Practices making contingency plans to cut staff over MPIG uncertainty
Practices are making plans to cut staff or reduce GPs’ hours because of the uncertainty surrounding the future of MPIG payments, with the GPC criticising NHS England for failing to begin talks.
The Government is cutting the income guarantee payments over the next seven years by 13% year-on-year, with the first cuts to take place in April, but NHS England has said that it will discuss ways of mitigating the effects on practices that depend heavily on the correction payments.
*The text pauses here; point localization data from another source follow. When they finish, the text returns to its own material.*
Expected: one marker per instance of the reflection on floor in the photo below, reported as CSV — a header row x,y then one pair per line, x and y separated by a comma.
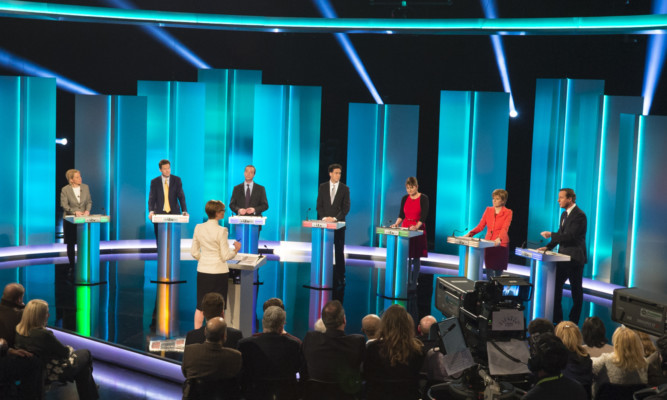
x,y
121,384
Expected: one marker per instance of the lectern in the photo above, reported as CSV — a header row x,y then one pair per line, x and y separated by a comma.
x,y
397,270
168,271
88,248
543,278
321,265
471,255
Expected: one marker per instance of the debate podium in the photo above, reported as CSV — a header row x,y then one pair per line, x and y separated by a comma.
x,y
249,227
168,271
543,278
88,248
321,265
397,270
241,310
471,255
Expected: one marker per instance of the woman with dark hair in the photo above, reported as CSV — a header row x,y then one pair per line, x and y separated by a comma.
x,y
393,361
595,337
497,220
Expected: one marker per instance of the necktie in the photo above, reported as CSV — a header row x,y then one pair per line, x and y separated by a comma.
x,y
167,207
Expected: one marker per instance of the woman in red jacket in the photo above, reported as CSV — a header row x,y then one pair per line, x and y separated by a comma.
x,y
497,220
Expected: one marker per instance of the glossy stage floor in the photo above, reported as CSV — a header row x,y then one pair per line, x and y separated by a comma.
x,y
113,319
However, with five months left until the first cuts are made, there has still been no moves to instigate talks.
GPC chair Dr Chaand Nagpaul told Pulse he is concerned that NHS England has not set a timetable for discussions about the issue and that delays are ‘destabilising’ practices.
Dr Nagpaul said: ‘We need to get this issue sorted out quickly. It’s very unsettling for practices, and the last thing we need to do is destabilise them. Practices need to know where they stand as they try to budget for the short and long term. We haven’t had any discussions on how outlier practices will be defined and how they will be assisted.’
Dr Karen Massey, a GP from Slaidburn Country Practice in Lancashire, helped collect 3,000 names on a petition in protest at the MPIG changes, which Ribble Valley Conservative MP Nigel Evans presented last month to NHS England national director for commissioning development Rosamond Roughton.
Dr Massey told Pulse: ‘We have no idea where we are going at the moment. I can’t make decisions about staffing hours and my income at the moment because we don’t know what will happen in April.’
‘We will lose about £14,000 in the first year of the MPIG phase-out. We can manage in the first year by cutting my income and staff hours, but if we lose the same amount the year after that there is a definite possibility we could shut.’
Dr Julian Fester, a GP in Whitby, said that his practice has a contingency plan for working without a receptionist next year. ‘As things stand we will be losing £1,000 a month from April, so we are thinking of not replacing the receptionist when she retires. I’m hopeful that NHS England will sort something out quickly. Otherwise we will run into serious cash flow problems.’
An NHS England spokesperson said: ‘NHS England is committed to working with the GPC and other stakeholders on how to handle the very small number of outlier practices where MPIG payments make up a significant proportion of their income. This work is currently being taken forward and we will discuss this with the GPC shortly.’